Certificate: Private
Age: 75, Male
Airplane Rating(s): Single-engine Land
Seat Occupied: Left
Other Aircraft Rating(s): None
Restraint Used: 3-point
Instrument Rating(s): Airplane
Second Pilot Present: No
Instructor Rating(s): None
Toxicology Performed: No
Medical Certification: Class 3 With Waivers/Limitations
Last FAA Medical Exam: 03/15/2017
Occupational Pilot: No
Last Flight Review or Equivalent: 07/12/2018
Flight Time:  (Estimated) 1310 hours (Total, all aircraft), 214 hours (Total, this make and model), 1248 hours (Pilot In Command, all aircraft), 31 hours (Last 90 days, all aircraft), 21 hours (Last 30 days, all aircraft) 

Aircraft and Owner/Operator Information

Aircraft Make: Beech
Registration: N264PC
Model/Series: 36 A36
Aircraft Category: Airplane
Year of Manufacture: 2002
Amateur Built: No
Airworthiness Certificate: Utility
Serial Number: E-3444
Landing Gear Type: Retractable - Tricycle
Seats: 4
Date/Type of Last Inspection: 04/01/2018, Annual
Certified Max Gross Wt.: 3833 lbs
Time Since Last Inspection:
Engines: 1 Reciprocating
Airframe Total Time: 1468.8 Hours at time of accident
Engine Manufacturer: Continental
ELT: Installed, not activated
Engine Model/Series: IO-550-39B
Registered Owner: On file
Rated Power: 300 hp
Operator: On file
Operating Certificate(s) Held: None

Meteorological Information and Flight Plan

Conditions at Accident Site: Visual Conditions
Condition of Light: Day
Observation Facility, Elevation: KCMR, 6677 ft msl
Distance from Accident Site: 0 Nautical Miles
Observation Time: 1915 UTC
Direction from Accident Site: 219°
Lowest Cloud Condition: Clear
Visibility:  10 Miles
Lowest Ceiling: None
Visibility (RVR):
Wind Speed/Gusts: Calm /
Turbulence Type Forecast/Actual: None / None
Wind Direction:
Turbulence Severity Forecast/Actual: N/A / N/A
Altimeter Setting: 30.41 inches Hg
Temperature/Dew Point: 10°C / -16°C
Precipitation and Obscuration: No Obscuration; No Precipitation
Departure Point: Williams, AZ (CMR)
Type of Flight Plan Filed: VFR
Destination: Avalon, CA (AVX)
Type of Clearance: VFR
Departure Time: 1202 MST
Type of Airspace: Class G

Airport Information

Airport: H A CLARK MEMORIAL FIELD (CMR)
Runway Surface Type: Asphalt
Airport Elevation: 6690 ft
Runway Surface Condition: Dry
Runway Used: 18
IFR Approach: None
Runway Length/Width: 6000 ft / 100 ft
VFR Approach/Landing: None

Wreckage and Impact Information

Crew Injuries: 1 None
Aircraft Damage: Substantial
Passenger Injuries: 1 Minor
Aircraft Fire: None
Ground Injuries: N/A
Aircraft Explosion: None
Total Injuries: 1 Minor, 1 None
Latitude, Longitude: 35.305556, -112.194444 (est)

2 comments:

Anonymous said...

The performance calculation in the investigation docket nails this situation.
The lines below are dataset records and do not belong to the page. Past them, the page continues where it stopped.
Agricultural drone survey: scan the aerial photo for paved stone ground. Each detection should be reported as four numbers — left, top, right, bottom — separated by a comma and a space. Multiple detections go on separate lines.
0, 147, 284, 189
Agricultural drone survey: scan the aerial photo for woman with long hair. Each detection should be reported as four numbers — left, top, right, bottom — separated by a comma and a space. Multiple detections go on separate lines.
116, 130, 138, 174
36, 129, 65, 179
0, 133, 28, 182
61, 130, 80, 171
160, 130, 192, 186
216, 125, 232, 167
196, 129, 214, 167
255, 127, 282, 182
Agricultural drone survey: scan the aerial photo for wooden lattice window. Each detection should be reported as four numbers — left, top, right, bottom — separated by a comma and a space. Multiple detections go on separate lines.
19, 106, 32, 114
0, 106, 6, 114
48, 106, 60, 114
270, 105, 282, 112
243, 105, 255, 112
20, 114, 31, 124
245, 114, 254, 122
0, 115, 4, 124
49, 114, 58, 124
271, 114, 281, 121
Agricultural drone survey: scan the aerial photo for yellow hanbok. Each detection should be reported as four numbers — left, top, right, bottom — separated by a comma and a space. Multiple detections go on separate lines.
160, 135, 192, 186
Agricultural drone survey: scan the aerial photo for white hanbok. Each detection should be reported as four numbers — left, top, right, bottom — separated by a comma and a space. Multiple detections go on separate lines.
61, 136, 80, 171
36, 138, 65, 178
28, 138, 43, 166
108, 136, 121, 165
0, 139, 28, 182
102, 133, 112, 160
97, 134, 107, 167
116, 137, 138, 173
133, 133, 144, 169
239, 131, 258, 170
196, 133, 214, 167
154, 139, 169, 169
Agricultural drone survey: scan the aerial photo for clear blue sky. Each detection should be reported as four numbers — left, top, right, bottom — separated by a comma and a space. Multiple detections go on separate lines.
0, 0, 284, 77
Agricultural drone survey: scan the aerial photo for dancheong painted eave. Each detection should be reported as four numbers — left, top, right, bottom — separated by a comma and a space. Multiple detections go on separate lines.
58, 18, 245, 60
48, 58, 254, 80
This is a perfect example to use in a classroom full of 300hp
A36 Pilots, or any other pilot flying operating at these altitudes. I saw this same(nearly)this happen to a c-210 turbo with a tow on the conservative side. Many of us operate at much lower altitudes. I have learned from studying this report. Thanks Kathryn’s

Anonymous said...

lucky guy. Should've aborted the takeoff, but I'm guessing lack of power at ground level isn't a common issue for Bonanza drivers.